Тарелкин. Он примет, да чиновнику и передаст: вам поклон
(кланяется), значит, кончено; к другому - а их до полусотни, у
всякого записка - воз; да по почте получен - другой; да всяких дел
- третий; да у него в час заседание; да комитетов два; да званый обед
на набережной; да вечером опера, да после бал, да в голове-то уж вот
что... (делает жест), так он вашу-то просьбу с прочими отдаст
секретарю: рассмотрите, мол, и доложите... Понимаете... А секретарь
передаст сделать справки - мне.
Иван Сидоров (тихо Атуевой). И предаст тя соперник Судии.
Тарелкин. А я отдам столоначальнику.
Иван Сидоров. И предаст тя Судия слузе...
Тарелкин. Вот вы туда же и попали...
Иван Сидоров (покачав головою, тихо Атуевой). Не изыдеши оттуда,
дондеже не отдаси последний кодрант.
Атуева (раскинув руки). Не понимаю!!..
Тарелкин. А секретарь-то, ведь он тоже власть. - А я-то, я ведь тоже
власть; а у меня столоначальник, - ведь и он власть!..
Атуева. Так, стало, - от столоначальника до Князя по всем и бегать.
Тарелкин. Зачем же так себя беспокоить, - в существе достаточно
только к столоначальнику.
Атуева. Ну! не верю!
Тарелкин. Извольте, мы вам на счетах выложим. (Ивану Сидорову.)
Дай-ко, брат, нам счеты. (Иван Сидоров подает счеты.)
Тарелкин (становится в позу и кладет на счетах). В отечестве нашем
считается, милостивая государыня, две столицы и сорок девять
губерний...
ЯВЛЕНИЕ V
Муромский и Лидочка входят.
Тарелкин (увидавши их, срывается с своего места).
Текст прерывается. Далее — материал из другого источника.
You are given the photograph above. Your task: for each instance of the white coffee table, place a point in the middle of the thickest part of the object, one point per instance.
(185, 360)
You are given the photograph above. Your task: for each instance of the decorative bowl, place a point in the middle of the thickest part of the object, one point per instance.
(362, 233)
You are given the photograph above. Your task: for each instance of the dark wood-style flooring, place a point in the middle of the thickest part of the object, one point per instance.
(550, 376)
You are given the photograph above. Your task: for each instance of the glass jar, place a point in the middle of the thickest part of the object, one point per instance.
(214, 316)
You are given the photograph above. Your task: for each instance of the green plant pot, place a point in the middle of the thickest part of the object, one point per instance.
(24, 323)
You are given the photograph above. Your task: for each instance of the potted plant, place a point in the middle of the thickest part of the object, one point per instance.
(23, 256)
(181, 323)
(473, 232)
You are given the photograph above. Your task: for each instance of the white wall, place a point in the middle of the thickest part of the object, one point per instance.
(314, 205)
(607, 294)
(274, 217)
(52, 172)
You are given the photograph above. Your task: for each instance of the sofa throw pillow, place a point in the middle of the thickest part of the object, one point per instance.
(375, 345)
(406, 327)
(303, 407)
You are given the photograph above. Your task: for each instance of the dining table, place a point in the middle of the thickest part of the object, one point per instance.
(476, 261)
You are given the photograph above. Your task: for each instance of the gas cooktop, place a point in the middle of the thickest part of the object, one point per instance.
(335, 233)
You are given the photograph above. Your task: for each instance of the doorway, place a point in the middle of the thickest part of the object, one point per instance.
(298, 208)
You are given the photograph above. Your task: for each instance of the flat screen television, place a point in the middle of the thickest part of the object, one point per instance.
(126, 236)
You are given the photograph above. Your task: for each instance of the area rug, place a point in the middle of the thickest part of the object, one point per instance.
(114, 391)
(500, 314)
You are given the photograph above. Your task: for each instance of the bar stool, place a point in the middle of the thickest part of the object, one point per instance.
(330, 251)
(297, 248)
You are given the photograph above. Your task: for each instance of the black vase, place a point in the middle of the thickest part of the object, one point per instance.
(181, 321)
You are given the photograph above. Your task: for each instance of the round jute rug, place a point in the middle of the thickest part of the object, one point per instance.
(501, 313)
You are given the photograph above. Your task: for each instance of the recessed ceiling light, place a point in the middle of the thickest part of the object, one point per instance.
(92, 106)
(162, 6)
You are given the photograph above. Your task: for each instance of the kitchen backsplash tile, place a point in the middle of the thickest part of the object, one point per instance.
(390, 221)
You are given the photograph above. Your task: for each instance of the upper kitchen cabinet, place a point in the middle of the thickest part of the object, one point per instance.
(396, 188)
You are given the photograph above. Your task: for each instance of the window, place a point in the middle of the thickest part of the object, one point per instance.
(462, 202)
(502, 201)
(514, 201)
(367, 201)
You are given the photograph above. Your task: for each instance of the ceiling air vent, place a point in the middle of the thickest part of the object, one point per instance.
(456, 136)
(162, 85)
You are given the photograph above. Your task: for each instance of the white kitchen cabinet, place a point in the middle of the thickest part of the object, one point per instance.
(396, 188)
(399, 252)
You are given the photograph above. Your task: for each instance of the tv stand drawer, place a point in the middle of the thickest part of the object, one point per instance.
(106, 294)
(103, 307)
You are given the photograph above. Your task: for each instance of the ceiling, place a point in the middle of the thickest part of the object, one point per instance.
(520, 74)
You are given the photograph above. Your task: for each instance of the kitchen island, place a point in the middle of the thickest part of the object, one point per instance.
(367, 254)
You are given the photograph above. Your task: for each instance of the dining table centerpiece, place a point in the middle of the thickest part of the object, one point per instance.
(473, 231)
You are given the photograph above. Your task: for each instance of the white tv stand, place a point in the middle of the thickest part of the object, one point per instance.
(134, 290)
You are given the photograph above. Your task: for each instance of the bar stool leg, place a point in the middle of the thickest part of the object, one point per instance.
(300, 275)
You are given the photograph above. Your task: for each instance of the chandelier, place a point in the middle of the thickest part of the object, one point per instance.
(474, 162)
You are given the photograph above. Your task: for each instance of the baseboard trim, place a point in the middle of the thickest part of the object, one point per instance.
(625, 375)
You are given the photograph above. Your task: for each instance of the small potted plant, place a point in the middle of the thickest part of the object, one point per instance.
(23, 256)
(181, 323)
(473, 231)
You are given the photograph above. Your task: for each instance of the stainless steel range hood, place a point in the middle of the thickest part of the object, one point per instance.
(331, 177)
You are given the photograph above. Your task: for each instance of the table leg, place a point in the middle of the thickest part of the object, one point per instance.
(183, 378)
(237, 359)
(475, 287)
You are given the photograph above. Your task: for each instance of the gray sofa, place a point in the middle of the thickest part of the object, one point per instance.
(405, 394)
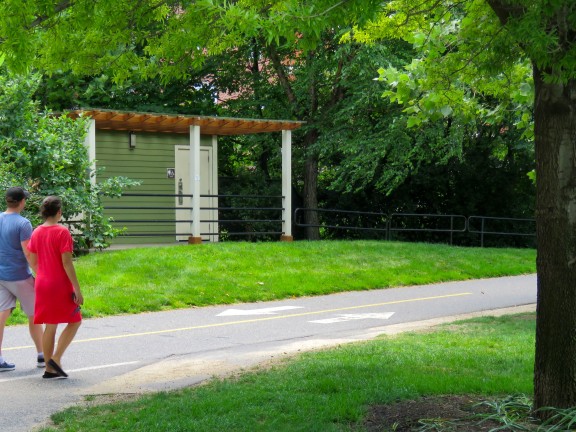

Что? что такое?
Муромский (размахнув руками с сокрушением). Нет; -не принимает.
Тарелкин. Как не принимает, когда я вам говорю, что принимает.
Муромский. Мне курьер сказал.
Тарелкин. Да вы курьеру-то сунули?
Муромский. Как же, как же.
Тарелкин. И говорит - не принимает?
Муромский. Говорит - не принимает.
Тарелкин (трет себе лоб). Это удивительно. - А вы сколько ему
сунули?
Муромский. Полтинничек.
Тарелкин (хлопнув по счетам). Ну, так вот отчего и не принимает. Ну
помилуйте: ну можно ли такому курьеру полтинник давать?
Муромский (с досадою). А сколько же такому курьеру давать?
Тарелкин. Пяти- или десятирублевую.
Муромский (с ужасом). Тридцать пять рублей!